As old as I am (52 years), as many years as I’ve had in pastoral ministry (25), when it comes to learning how to pray, I feel like I’m still in elementary school.
I went to confirmation at a little Lutheran church in western Nebraska with a pretty rigid and guilt-inducing pastor. He was determined to instill in us the discipline of regular bible reading and prayer. He was fond of reminding us that we weren’t really Christians if we didn’t read the bible and pray regularly. So began my odyssey of trying to cultivate the discipline of prayer.
In those junior high years, I can’t tell you how many times I started reading the bible cover to cover. Usually I didn’t get out of Genesis. Sometimes I actually made it to Leviticus. I don’t think I ever got through Leviticus. Somewhere along the way, I think I read a couple of the shorter letters in the New Testament, but can’t remember if I ever got through one of the gospels.
And prayer. I was told that I should pray, but was given precious little guidance about how to pray — or at least that’s the way I remember it. In my home, we prayed regularly before and after meals, and occasionally had family devotions. I said, “Now I lay me down to sleep. . .” with my mother when I went to bed, but my daily prayer was nothing more than that. As a freshman and sophomore in high school, I got involved with a group of students from a variety of churches and traditions who gathered every morning in the home of a retired high school teacher across from Bridgeport High School. But I was with a group and could rely on the “pray-ers” in the group and didn’t have to work on my own prayer life.
My college years were pretty dry as I think back about my prayer life. In the seminary, I tried again to cultivate the regular habit of prayer and failed. As a young pastor, I bought every prayer book around, used all of them for a short time, and could never develop the habit. Typically, I have been good with the parts of being a pastor that use my mind. Not so good on the spirit, or whatever part of me from which rises the impulse to pray.
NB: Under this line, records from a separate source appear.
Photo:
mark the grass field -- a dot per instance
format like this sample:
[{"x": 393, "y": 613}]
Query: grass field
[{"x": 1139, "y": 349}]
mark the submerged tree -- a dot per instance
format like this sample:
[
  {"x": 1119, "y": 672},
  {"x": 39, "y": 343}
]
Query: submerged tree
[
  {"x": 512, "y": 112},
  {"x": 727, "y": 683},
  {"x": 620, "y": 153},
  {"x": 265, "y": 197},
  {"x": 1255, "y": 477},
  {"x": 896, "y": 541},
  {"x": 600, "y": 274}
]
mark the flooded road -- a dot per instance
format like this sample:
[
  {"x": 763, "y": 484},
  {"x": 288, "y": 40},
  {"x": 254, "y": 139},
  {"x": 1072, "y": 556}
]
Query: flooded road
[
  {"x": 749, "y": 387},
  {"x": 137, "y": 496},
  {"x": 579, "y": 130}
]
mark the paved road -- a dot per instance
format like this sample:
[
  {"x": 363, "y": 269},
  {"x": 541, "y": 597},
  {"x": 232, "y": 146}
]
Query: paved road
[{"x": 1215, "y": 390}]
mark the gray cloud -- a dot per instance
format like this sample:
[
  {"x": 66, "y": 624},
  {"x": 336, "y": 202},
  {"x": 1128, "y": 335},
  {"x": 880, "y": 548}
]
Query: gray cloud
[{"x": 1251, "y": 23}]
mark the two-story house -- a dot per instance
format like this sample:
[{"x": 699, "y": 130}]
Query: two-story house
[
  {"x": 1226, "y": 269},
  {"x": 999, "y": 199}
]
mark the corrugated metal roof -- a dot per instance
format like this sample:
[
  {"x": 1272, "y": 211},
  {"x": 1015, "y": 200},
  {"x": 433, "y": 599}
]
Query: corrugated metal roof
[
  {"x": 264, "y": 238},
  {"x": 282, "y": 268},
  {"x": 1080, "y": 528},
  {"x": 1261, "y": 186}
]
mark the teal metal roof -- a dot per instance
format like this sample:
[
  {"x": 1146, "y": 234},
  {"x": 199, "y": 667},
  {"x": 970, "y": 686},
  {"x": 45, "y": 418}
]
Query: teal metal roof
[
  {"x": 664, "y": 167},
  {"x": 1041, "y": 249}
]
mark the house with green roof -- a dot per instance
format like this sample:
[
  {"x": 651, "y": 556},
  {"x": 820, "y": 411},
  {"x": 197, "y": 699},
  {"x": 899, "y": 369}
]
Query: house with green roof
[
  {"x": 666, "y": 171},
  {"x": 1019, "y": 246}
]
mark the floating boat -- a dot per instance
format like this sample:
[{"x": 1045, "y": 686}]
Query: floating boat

And so here I am at 52 years old and 25 years in the ministry, still feeling like a novice at prayer.
A couple of years ago, I enrolled in Grace Institute, a two-year program of spiritual formation connected to Luther College in Decorah, Iowa. I can’t say that I’ve loved it. But it has been good for me. I’ve learned about the many streams of prayer through the centuries of the Christian church. And I’ve been given the opportunity to practice them. I’m still working on the practice part, still getting better at it, and still with a long ways to go. But for the first time, I’m finally developing the regular discipline.
At the Grace Institute, the two year program of 8 retreats includes readings in the particular discipline of prayer and practice that we are introduced to. I’m the kind of person that rarely meets a book I don’t like or at least one that I can’t give a fair hearing. So, I’ve kept up with the readings pretty well; still I’m still always on the lookout for other fellow pilgrims who are much more practiced than I am and who can help me on the journey.
I recently finished a little volume that I wish I had read a long time ago: Creating a LIfe with God: The Call of Ancient Prayer Practices, by Daniel Wolpert. After an introduction to the life of prayer, he includes chapters on a variety of standard prayer practices, including Lectio Divina, the Jesus Prayer, the Examen, and a whole lot more. The explanations are detailed enough to give an idea of what it’s all about without burdening the reader with an academic treatise on the practice.
As much as the descriptions were helpful review for me, what I appreciated most was the tone of Wolpert’s writing. He doesn’t set himself up as an expert, but shares instances of his own learning and struggles to learn how to pray. It feels real. I came away from my reading not with the burden of how little I have learned about prayer and how much I have struggled to develop a life of prayer, but with the encouragement of a fellow pilgrim that prayer is work. Sometimes it feels a little easier and sometimes it feels very difficult. But the journey is always worth the effort. And for the first time, I feel like if I never get out of elementary school, at least I am praying. And that is growth for which I am grateful.